L’incontro ravvicinato, documentato in un video diffuso sui social, si è trasformato in un’esperienza da brivido nel giro di pochissimi istanti. A raccontare la violenza dell’impatto è stato Giuseppe Zacà, uno dei pescatori presenti: «Con un movimento improvviso e potente ha cambiato direzione e ha colpito sotto la barca. Abbiamo sentito un tonfo secco seguito da una vibrazione che ci è salita dalle scarpe fino alla testa. La prua ha sobbalzato e il motore ha fatto un rumore metallico».

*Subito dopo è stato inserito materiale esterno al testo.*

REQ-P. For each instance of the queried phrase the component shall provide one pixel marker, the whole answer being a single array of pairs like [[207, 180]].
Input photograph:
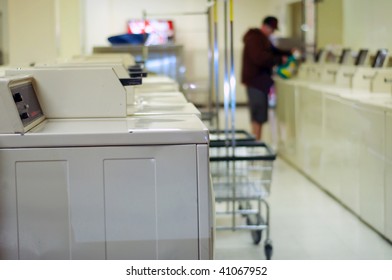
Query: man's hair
[[271, 21]]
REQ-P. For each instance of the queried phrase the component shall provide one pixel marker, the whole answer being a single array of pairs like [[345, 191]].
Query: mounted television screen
[[380, 57], [361, 57], [318, 55], [158, 31], [345, 56]]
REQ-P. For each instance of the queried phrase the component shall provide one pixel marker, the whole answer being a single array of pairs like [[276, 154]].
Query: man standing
[[258, 58]]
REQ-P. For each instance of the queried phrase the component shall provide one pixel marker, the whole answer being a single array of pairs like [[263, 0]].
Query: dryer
[[100, 188]]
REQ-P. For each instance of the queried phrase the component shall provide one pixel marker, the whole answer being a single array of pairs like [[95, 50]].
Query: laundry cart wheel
[[268, 249], [255, 220]]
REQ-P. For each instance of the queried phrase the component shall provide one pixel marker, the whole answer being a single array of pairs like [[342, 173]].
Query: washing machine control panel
[[20, 108]]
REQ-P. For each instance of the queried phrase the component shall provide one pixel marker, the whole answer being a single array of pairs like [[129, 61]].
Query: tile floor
[[306, 223]]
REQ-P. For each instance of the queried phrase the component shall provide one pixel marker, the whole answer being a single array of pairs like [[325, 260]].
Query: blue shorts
[[258, 105]]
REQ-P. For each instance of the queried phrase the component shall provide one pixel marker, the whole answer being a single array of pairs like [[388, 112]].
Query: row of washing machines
[[335, 124], [98, 161]]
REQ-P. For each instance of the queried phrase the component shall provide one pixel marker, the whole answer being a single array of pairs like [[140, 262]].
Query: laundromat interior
[[125, 131]]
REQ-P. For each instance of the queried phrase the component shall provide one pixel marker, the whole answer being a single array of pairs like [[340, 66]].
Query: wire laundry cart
[[241, 177]]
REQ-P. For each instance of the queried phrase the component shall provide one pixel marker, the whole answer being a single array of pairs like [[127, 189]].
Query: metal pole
[[216, 65], [226, 83], [232, 77], [210, 61], [145, 48]]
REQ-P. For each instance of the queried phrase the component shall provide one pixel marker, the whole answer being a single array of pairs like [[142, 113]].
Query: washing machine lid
[[163, 98], [149, 130], [163, 109]]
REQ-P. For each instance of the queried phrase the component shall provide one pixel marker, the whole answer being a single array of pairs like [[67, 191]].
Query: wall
[[42, 30], [329, 23], [367, 24], [4, 48], [31, 38], [69, 25], [104, 18]]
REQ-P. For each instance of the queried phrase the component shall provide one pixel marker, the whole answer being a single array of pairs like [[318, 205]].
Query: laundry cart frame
[[242, 176]]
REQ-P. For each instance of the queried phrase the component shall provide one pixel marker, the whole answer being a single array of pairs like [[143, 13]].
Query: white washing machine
[[101, 188], [107, 87]]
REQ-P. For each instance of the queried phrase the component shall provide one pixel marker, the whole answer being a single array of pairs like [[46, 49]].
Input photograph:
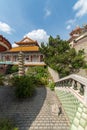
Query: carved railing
[[76, 84]]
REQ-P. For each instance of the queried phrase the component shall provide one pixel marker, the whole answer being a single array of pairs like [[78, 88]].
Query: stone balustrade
[[77, 83]]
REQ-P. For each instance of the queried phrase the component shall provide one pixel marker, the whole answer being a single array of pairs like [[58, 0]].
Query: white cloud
[[71, 21], [68, 27], [5, 28], [47, 12], [40, 35], [14, 45], [81, 8]]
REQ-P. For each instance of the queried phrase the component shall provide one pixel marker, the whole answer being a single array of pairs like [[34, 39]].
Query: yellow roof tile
[[24, 48]]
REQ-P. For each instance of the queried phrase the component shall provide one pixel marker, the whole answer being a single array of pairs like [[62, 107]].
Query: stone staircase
[[74, 108]]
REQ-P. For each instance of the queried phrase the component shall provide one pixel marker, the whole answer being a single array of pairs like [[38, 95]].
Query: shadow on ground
[[22, 112]]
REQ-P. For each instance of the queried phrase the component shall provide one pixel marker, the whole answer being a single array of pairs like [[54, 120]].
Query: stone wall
[[53, 74], [75, 110], [82, 44]]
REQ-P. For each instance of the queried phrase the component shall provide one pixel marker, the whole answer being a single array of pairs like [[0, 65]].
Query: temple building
[[78, 39], [30, 50], [4, 44]]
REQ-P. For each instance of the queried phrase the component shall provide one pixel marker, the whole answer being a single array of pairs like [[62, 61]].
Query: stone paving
[[34, 113]]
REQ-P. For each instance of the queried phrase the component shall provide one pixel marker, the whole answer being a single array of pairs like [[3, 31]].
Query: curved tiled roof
[[26, 41], [24, 48], [4, 44]]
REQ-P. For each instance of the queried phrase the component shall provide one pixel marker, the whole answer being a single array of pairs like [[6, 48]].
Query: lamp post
[[21, 64]]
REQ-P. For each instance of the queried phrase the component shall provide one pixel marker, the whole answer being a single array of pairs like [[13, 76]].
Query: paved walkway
[[34, 113]]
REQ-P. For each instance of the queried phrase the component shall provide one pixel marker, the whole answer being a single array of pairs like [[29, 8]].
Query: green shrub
[[40, 75], [6, 124], [24, 86], [52, 85]]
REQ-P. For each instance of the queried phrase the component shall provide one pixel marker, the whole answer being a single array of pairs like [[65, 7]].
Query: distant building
[[30, 49], [4, 44], [78, 39]]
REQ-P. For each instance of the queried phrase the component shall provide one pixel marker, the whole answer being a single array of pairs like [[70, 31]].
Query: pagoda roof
[[24, 49], [27, 41], [4, 44]]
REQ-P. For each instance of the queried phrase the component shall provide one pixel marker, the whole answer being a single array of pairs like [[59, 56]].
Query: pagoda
[[30, 49]]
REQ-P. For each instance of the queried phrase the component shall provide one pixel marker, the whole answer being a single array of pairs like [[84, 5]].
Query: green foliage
[[1, 79], [14, 69], [11, 69], [40, 75], [52, 85], [62, 58], [6, 124], [24, 86]]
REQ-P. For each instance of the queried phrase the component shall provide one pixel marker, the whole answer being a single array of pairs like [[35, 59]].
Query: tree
[[59, 56]]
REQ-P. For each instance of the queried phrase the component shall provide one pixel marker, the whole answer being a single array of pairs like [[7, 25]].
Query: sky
[[38, 19]]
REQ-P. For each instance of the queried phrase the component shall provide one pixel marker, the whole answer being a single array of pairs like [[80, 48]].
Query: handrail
[[75, 77]]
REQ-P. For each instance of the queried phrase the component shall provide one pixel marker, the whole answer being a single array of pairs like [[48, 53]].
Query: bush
[[52, 85], [6, 124], [1, 79], [24, 86], [40, 75]]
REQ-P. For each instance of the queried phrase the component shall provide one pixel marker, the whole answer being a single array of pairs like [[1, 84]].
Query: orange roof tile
[[26, 40], [24, 48]]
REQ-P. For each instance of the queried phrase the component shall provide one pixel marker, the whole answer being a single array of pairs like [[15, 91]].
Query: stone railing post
[[85, 94]]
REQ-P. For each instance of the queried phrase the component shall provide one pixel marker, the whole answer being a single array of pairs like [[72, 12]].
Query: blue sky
[[39, 19]]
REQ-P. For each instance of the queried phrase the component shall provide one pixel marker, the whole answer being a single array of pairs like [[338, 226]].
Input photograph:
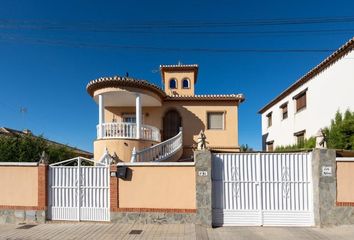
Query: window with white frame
[[215, 120], [185, 83], [129, 118], [173, 83]]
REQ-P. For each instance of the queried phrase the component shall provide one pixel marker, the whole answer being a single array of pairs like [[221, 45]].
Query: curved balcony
[[125, 130]]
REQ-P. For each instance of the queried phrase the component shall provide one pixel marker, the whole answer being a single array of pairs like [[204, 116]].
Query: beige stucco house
[[139, 121]]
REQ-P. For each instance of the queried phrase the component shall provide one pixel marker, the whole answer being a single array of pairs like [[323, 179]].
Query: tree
[[29, 148], [340, 134]]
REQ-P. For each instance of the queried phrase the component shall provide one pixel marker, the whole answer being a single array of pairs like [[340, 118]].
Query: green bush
[[306, 144], [340, 134], [28, 148]]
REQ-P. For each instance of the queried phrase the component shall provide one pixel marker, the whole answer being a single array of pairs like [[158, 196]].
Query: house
[[311, 102], [139, 121], [5, 131]]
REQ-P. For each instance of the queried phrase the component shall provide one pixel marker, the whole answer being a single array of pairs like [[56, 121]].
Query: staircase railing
[[159, 152], [127, 130]]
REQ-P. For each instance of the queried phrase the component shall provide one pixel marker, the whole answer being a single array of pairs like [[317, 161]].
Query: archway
[[172, 121]]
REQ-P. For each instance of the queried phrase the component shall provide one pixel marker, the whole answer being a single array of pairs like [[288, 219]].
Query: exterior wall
[[179, 76], [23, 192], [345, 177], [122, 147], [158, 187], [194, 119], [18, 186], [327, 92]]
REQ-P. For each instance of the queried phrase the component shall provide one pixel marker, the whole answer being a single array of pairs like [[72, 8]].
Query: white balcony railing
[[159, 152], [127, 130]]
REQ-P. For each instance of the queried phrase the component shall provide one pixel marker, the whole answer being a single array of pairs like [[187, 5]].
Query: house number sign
[[327, 171], [202, 173]]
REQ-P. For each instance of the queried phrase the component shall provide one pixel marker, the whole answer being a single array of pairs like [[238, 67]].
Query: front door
[[171, 124]]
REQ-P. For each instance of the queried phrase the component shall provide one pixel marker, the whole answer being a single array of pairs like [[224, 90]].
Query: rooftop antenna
[[23, 111]]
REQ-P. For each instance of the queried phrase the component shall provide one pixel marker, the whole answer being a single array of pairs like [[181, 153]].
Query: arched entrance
[[172, 121]]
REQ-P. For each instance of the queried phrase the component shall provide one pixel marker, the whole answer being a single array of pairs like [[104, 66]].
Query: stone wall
[[22, 216], [325, 191], [203, 187], [23, 193], [152, 217]]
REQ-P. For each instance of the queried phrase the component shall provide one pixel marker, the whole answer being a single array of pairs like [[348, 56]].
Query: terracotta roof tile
[[343, 50], [117, 81]]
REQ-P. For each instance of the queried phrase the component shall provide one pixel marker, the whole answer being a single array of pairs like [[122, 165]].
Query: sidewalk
[[88, 231]]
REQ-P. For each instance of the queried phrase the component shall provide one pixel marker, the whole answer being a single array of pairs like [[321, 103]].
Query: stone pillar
[[42, 202], [114, 200], [138, 117], [100, 116], [324, 174], [203, 187], [42, 186]]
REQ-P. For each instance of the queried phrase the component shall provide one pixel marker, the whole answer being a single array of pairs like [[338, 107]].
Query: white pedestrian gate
[[78, 191], [262, 189]]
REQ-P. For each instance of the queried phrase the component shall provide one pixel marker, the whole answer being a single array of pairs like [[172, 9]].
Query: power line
[[94, 26], [14, 39]]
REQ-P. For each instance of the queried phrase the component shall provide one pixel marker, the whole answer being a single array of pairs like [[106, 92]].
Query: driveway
[[175, 231]]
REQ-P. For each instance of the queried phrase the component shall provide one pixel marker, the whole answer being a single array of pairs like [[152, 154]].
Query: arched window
[[185, 83], [173, 83]]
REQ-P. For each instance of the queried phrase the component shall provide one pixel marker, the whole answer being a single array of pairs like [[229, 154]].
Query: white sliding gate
[[262, 189], [78, 192]]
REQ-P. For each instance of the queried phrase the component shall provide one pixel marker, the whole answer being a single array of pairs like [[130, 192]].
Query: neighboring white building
[[311, 102]]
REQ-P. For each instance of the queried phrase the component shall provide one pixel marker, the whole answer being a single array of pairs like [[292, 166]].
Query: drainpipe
[[138, 115], [100, 116]]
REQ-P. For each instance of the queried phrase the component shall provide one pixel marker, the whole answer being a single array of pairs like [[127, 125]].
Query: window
[[185, 83], [173, 83], [270, 146], [129, 118], [284, 110], [300, 138], [215, 120], [269, 119], [300, 99]]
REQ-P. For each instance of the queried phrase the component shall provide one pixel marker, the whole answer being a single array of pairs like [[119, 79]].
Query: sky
[[50, 50]]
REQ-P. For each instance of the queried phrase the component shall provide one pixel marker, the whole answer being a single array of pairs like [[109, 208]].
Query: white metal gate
[[78, 192], [269, 189]]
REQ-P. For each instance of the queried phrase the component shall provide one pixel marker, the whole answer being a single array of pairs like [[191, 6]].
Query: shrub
[[306, 144], [28, 148], [340, 134]]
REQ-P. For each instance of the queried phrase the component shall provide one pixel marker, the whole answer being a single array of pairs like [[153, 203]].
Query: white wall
[[329, 91]]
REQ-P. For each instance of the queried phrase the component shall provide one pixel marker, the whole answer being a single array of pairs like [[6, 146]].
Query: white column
[[100, 116], [138, 115]]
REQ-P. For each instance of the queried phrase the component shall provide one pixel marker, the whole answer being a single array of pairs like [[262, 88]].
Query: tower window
[[185, 83], [173, 83]]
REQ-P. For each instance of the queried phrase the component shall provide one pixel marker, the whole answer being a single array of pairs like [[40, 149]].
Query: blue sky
[[50, 50]]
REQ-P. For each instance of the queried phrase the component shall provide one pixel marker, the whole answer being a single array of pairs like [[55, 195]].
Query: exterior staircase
[[169, 150]]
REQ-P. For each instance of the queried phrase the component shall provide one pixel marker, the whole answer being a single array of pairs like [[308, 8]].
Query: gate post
[[202, 160], [113, 188], [324, 186], [42, 202]]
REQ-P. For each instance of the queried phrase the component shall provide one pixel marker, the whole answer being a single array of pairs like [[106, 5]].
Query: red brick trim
[[42, 185], [6, 207], [167, 210], [345, 204]]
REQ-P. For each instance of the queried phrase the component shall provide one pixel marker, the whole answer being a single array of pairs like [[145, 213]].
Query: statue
[[321, 139], [201, 141], [44, 159]]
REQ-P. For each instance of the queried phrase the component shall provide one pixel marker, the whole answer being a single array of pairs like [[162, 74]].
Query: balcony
[[124, 130]]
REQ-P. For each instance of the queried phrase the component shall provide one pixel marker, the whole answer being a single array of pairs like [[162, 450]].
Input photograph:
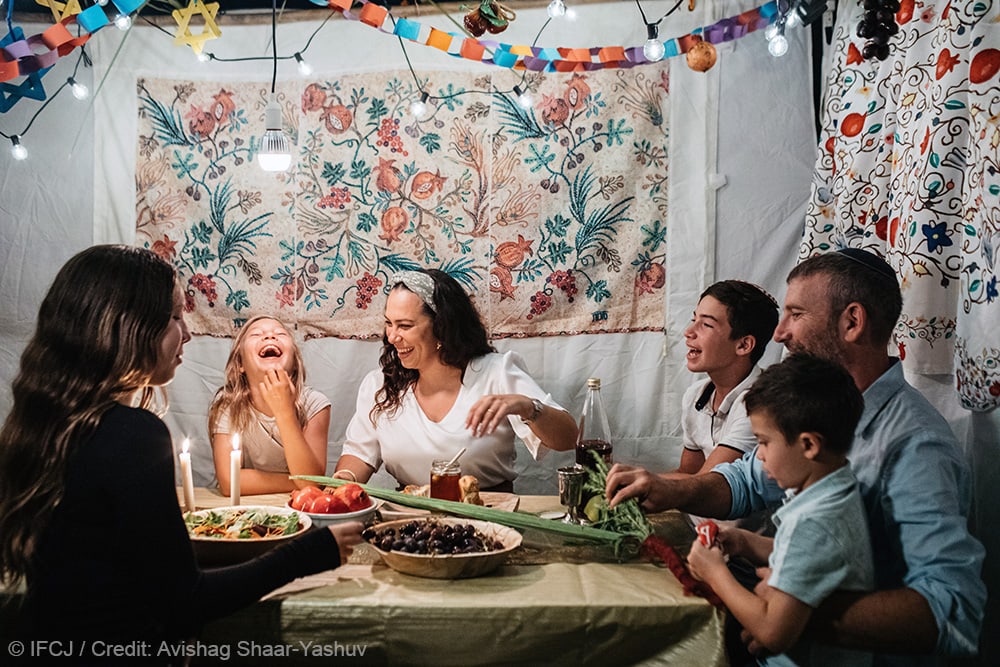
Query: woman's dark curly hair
[[455, 323]]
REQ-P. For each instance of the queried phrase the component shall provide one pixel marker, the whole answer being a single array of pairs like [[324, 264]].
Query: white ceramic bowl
[[214, 551], [328, 519], [457, 566]]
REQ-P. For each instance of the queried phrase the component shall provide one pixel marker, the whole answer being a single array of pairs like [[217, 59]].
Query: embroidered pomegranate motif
[[576, 91], [337, 118], [313, 98], [425, 184], [502, 282], [511, 253], [394, 222], [387, 177]]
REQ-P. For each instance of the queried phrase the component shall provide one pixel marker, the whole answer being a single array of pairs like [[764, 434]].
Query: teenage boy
[[732, 324], [804, 411], [930, 596]]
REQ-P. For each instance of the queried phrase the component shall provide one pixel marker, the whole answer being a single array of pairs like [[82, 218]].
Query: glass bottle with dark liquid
[[595, 434]]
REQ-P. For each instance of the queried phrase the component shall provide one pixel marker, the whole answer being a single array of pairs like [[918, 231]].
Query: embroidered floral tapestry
[[552, 215], [909, 167]]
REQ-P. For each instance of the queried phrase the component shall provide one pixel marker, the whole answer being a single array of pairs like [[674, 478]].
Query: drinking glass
[[571, 479]]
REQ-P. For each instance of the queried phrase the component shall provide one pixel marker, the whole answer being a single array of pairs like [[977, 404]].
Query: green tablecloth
[[568, 612]]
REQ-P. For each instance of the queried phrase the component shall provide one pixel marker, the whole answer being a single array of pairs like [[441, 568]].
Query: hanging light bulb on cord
[[17, 151], [777, 46], [80, 91], [418, 108], [653, 49], [274, 153], [305, 69]]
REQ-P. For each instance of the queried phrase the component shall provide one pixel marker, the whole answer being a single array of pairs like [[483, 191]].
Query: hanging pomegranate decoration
[[489, 16]]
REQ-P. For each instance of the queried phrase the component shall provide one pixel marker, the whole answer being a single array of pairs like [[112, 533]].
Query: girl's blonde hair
[[97, 341], [234, 396]]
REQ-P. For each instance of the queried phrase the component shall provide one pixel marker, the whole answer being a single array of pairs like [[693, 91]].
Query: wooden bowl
[[457, 566], [217, 551]]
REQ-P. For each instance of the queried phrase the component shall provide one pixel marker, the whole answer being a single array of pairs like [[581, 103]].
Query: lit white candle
[[235, 463], [186, 479]]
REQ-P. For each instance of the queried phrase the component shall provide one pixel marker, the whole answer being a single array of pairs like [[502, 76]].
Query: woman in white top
[[282, 423], [442, 387]]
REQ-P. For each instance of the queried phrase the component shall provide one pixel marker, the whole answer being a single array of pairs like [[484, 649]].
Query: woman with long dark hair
[[89, 517], [443, 387]]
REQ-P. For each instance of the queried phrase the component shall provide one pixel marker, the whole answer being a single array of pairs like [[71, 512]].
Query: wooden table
[[552, 613]]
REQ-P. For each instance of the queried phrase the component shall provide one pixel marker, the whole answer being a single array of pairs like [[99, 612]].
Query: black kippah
[[869, 260]]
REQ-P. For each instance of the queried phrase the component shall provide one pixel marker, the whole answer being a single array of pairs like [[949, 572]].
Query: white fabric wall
[[742, 153]]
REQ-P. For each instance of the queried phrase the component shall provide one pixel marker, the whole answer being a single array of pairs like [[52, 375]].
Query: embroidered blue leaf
[[431, 142], [366, 222], [201, 232], [332, 173], [598, 291]]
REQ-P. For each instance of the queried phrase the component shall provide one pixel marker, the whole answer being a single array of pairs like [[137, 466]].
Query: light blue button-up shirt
[[917, 492]]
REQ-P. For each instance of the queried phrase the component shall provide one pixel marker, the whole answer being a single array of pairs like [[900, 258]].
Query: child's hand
[[703, 561], [277, 391], [733, 541]]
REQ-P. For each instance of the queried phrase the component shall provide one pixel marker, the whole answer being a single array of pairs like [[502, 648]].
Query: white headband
[[419, 283]]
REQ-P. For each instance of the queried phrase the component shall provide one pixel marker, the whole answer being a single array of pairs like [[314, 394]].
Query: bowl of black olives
[[442, 547]]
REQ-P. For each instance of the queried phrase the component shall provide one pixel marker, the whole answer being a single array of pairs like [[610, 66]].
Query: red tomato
[[984, 66], [326, 503], [301, 496], [353, 496]]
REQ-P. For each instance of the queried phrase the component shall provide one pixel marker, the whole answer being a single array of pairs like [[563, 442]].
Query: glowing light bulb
[[80, 91], [653, 49], [17, 151], [274, 153], [778, 46], [419, 107], [305, 69]]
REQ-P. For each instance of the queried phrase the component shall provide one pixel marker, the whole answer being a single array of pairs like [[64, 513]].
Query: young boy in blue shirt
[[803, 412]]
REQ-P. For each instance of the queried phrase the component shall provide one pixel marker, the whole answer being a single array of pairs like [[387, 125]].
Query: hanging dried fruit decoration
[[489, 16]]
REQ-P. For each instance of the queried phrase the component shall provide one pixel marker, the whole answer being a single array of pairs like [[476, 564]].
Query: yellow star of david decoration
[[183, 18], [61, 10]]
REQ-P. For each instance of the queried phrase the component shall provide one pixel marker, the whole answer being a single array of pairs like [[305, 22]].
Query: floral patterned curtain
[[552, 216], [909, 167]]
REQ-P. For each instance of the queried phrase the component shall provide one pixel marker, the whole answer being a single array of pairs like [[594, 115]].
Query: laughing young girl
[[282, 423]]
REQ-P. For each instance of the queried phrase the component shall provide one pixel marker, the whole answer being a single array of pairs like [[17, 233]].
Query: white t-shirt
[[261, 445], [705, 429], [407, 441]]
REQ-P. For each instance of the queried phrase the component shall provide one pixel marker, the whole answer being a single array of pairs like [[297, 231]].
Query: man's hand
[[626, 482]]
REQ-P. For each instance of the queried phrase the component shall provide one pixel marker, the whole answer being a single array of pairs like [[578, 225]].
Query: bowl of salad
[[227, 535]]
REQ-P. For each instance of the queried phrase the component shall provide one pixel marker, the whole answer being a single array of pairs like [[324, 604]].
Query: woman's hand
[[348, 536], [486, 413], [277, 391]]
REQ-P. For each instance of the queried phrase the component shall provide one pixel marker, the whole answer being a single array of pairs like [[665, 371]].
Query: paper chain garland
[[18, 56], [550, 59]]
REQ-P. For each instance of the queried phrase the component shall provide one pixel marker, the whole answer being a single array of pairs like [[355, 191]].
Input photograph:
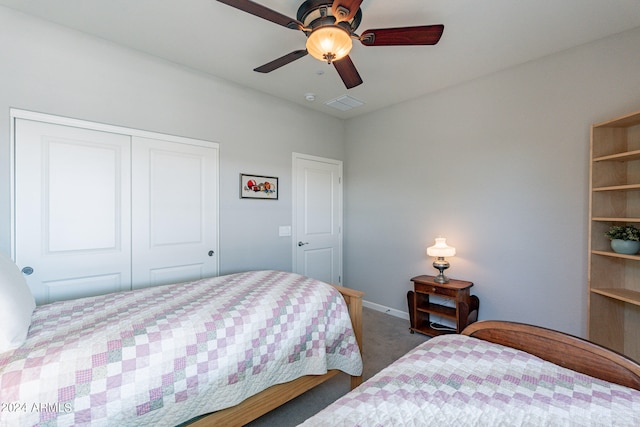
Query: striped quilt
[[160, 356], [455, 380]]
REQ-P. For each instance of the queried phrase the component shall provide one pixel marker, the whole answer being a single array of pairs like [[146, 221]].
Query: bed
[[496, 373], [166, 355]]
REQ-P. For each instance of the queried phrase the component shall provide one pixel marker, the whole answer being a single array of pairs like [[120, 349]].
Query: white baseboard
[[384, 309]]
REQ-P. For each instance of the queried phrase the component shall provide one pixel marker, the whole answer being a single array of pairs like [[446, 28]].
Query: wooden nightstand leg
[[411, 296]]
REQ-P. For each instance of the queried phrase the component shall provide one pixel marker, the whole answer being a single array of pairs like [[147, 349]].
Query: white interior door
[[72, 210], [174, 212], [317, 204]]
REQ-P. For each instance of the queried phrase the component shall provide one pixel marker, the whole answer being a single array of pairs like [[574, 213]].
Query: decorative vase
[[627, 247]]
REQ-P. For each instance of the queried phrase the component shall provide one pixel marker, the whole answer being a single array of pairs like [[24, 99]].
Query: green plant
[[623, 232]]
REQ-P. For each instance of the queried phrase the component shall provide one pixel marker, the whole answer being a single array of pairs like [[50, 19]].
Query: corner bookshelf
[[614, 279]]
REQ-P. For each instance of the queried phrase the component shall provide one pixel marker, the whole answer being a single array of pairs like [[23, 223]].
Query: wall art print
[[258, 187]]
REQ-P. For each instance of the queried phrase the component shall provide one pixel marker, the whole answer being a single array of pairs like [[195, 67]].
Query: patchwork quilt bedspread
[[160, 356], [455, 380]]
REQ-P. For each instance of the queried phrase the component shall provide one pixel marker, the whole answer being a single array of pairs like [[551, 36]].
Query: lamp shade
[[329, 43], [441, 249]]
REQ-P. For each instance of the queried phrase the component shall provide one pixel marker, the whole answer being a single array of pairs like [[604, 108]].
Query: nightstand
[[464, 312]]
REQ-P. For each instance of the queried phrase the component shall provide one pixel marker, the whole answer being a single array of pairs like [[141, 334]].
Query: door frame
[[15, 113], [295, 206]]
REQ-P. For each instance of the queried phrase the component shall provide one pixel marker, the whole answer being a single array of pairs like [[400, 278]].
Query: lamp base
[[441, 264]]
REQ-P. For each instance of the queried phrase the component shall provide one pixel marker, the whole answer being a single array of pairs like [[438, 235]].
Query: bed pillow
[[16, 305]]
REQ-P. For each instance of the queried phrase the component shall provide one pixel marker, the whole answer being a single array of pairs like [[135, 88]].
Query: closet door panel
[[174, 211], [72, 210]]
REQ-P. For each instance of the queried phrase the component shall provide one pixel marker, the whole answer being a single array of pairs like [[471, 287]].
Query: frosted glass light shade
[[441, 249], [329, 43]]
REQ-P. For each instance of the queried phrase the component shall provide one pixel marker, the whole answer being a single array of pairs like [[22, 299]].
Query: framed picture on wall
[[258, 187]]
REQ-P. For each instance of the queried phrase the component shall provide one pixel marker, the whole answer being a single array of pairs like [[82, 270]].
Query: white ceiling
[[480, 37]]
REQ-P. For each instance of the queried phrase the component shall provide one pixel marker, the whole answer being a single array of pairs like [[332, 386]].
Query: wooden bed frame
[[269, 399], [562, 349]]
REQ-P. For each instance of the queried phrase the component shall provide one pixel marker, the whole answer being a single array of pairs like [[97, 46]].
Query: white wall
[[50, 69], [499, 166]]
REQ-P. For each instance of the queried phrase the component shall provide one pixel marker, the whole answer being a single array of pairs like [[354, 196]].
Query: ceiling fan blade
[[404, 36], [347, 72], [264, 13], [344, 10], [283, 60]]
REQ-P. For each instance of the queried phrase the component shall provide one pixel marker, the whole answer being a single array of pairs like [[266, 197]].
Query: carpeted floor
[[385, 339]]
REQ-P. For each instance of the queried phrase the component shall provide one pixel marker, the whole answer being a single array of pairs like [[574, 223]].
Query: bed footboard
[[269, 399], [562, 349]]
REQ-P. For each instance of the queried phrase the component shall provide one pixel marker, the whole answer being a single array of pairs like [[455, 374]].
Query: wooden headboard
[[562, 349]]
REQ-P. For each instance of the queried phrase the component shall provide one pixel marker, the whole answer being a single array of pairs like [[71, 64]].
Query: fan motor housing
[[317, 13]]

Le cause dell’attacco e la vistosa ferita
Secondo una prima ricostruzione della dinamica, il predatore potrebbe aver attaccato la barca perché disturbato e disorientato dal rumore del motore, o forse perché tratto in inganno dal colore dello scafo, scambiato per una potenziale preda.
A rendere la situazione ancora più tesa è stato un dettaglio evidente: l’animale, descritto come un esemplare adulto di grossa stazza, presentava una vistosa e profonda ferita nella zona compresa tra la pinna dorsale e la coda. Un elemento che, con ogni probabilità, ne ha aumentato lo stato di nervosismo e l’aggressività. Dopo il violento urto contro la prua, lo squalo non si è subito dileguato. È rimasto a incrociare per alcuni, interminabili secondi nei pressi dello scafo, per poi inabissarsi e allontanarsi lentamente verso il mare aperto.